- Official logo of the festival
- Frequency: annually
- Location(s): Bournemouth
- Inaugurated: 2004
- Website: www.bournefree.co.uk

= Bourne Free =

Annual LGBT event in Bournemouth, England

Bourne Free is an annual pride festival in Bournemouth, England.

==History==

The festival was established in 2004 when a far right organisation was due to come to Bournemouth to demonstrate against homosexuality. Many prominent figures and active members of the LGBT community in the area came together to organise an event in the Lower Gardens to defend LGBT people from the event and create a day of celebration rather than hostility.

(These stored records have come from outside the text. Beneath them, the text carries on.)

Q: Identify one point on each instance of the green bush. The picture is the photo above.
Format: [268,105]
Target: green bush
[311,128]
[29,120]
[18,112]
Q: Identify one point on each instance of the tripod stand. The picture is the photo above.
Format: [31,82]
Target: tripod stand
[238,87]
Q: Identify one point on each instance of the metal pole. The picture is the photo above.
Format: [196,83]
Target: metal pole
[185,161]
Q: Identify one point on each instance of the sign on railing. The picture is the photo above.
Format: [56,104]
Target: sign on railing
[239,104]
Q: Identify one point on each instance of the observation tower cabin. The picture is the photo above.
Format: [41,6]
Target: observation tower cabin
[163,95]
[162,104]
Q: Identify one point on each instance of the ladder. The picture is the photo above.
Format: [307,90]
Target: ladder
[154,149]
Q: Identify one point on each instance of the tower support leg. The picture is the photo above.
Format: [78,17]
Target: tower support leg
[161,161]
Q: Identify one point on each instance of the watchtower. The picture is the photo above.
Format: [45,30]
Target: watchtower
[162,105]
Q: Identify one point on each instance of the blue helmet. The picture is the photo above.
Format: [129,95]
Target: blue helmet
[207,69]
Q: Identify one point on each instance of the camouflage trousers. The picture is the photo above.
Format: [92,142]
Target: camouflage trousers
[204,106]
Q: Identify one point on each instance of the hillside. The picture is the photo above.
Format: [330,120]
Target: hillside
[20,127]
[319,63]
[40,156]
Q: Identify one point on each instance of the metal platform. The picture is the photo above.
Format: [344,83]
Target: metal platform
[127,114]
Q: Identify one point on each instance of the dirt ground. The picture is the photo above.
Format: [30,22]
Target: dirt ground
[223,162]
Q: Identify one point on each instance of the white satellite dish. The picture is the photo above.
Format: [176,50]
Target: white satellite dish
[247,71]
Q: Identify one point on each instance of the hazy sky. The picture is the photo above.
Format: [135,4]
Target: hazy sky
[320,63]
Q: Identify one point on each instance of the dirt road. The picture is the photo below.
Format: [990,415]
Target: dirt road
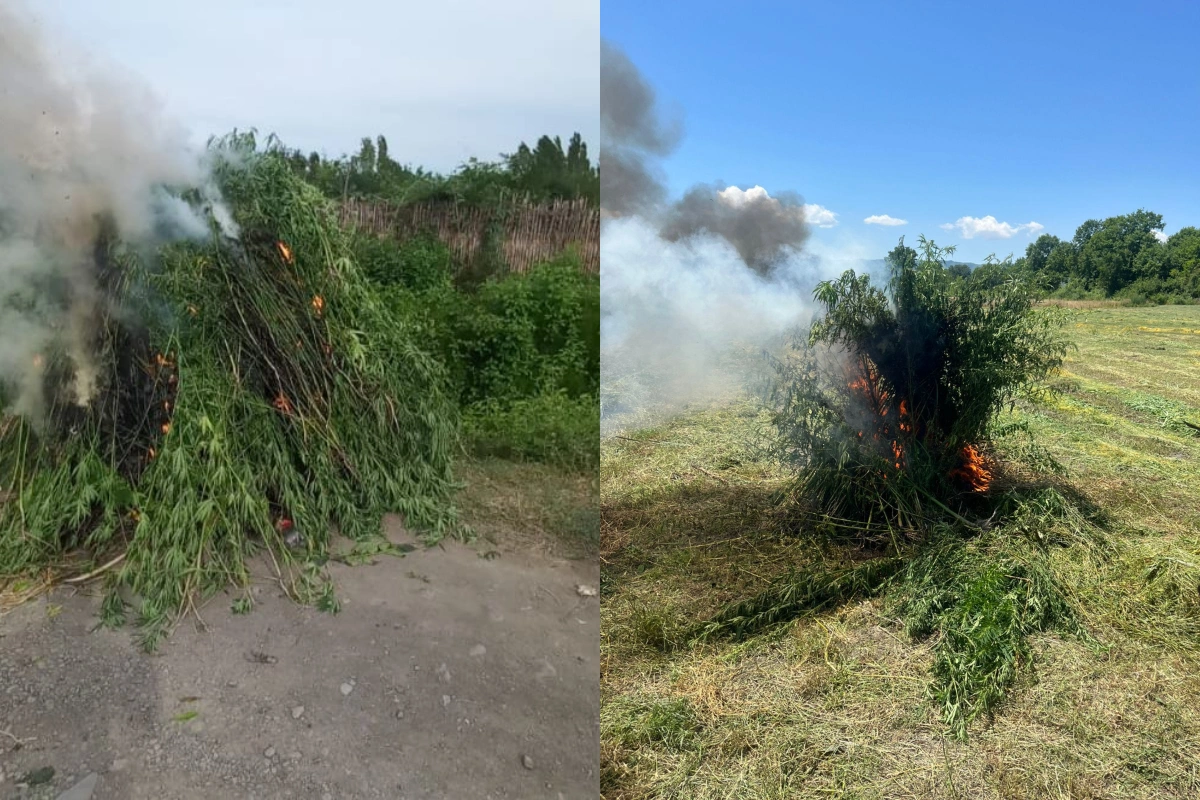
[444,675]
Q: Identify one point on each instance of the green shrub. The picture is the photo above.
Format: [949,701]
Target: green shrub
[551,428]
[420,264]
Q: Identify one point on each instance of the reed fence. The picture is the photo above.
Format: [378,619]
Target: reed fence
[525,234]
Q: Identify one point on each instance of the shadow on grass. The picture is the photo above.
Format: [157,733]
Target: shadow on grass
[979,590]
[724,560]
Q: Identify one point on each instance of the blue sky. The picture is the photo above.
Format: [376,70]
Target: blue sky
[1044,113]
[443,80]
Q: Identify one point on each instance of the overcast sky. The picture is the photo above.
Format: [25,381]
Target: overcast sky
[443,80]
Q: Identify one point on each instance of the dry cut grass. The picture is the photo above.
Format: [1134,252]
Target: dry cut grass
[835,704]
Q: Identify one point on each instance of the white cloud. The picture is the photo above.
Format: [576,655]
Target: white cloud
[820,216]
[814,214]
[990,228]
[520,70]
[739,197]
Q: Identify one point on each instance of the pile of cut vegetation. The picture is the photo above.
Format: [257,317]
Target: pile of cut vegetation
[887,416]
[251,394]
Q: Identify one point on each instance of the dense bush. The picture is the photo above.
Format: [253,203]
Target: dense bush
[522,350]
[1123,257]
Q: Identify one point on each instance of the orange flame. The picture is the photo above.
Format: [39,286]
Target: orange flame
[975,469]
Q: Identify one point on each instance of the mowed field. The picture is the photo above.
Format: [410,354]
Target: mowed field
[835,704]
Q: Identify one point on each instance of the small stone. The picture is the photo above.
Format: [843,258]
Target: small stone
[83,789]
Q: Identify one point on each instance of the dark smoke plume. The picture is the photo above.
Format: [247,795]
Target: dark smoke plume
[79,150]
[634,138]
[762,229]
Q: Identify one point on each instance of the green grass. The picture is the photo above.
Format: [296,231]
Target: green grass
[1083,637]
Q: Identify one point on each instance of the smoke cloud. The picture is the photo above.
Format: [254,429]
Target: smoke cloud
[82,150]
[763,229]
[633,137]
[690,290]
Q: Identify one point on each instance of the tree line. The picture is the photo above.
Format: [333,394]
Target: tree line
[1125,257]
[546,172]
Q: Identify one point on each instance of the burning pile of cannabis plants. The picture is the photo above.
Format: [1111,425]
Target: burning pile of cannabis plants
[238,392]
[888,407]
[889,417]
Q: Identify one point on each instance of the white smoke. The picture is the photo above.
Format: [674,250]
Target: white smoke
[79,146]
[685,323]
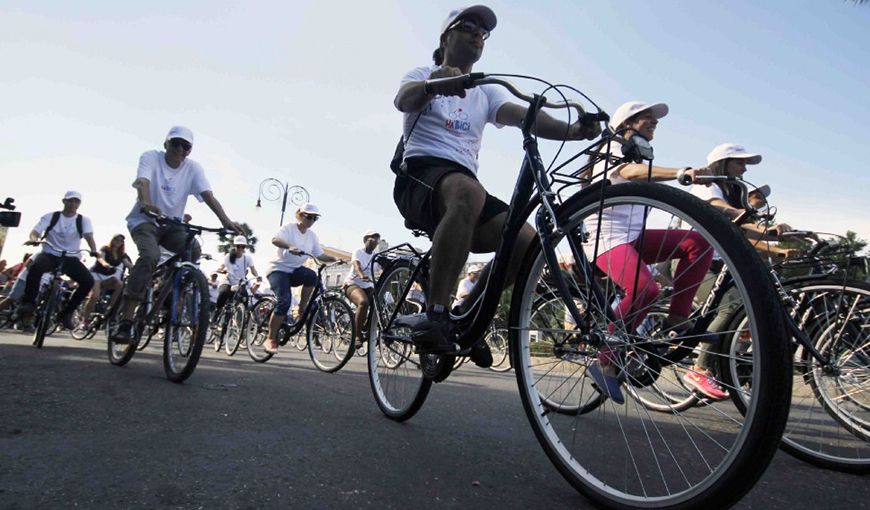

The event included entertainment at The Bandstand, a balloon release with a two-minute silence for victims of hate crime, and Bournemouth's first Gay Pride march. The Bourne Free committee that had organised the event continued organising Bourne Free as an annual charity event. In 2006, event was renamed as the Bourne Free Pride Festival.

In 2008 the Pride Parade moved onto the streets of Bournemouth. An estimated more than 4,000 people attended the event that year.

In 2020 the event was postponed due to the COVID-19 pandemic. The event returned in person in 2021.

Themes for the event include "Paint the World with your Pride" (2019) and "Stronger Together" (2021).

The theme for 2024 was intended to be "Eurovision" but the organisers scrapped this theme due to the Gaza war, and controversy around Israel's participation in the Eurovision contest. The theme for 2024 was ultimately changed, with the website stating "There is no theme this year. Be you – the vibrant, colourful, beautiful, YOU!"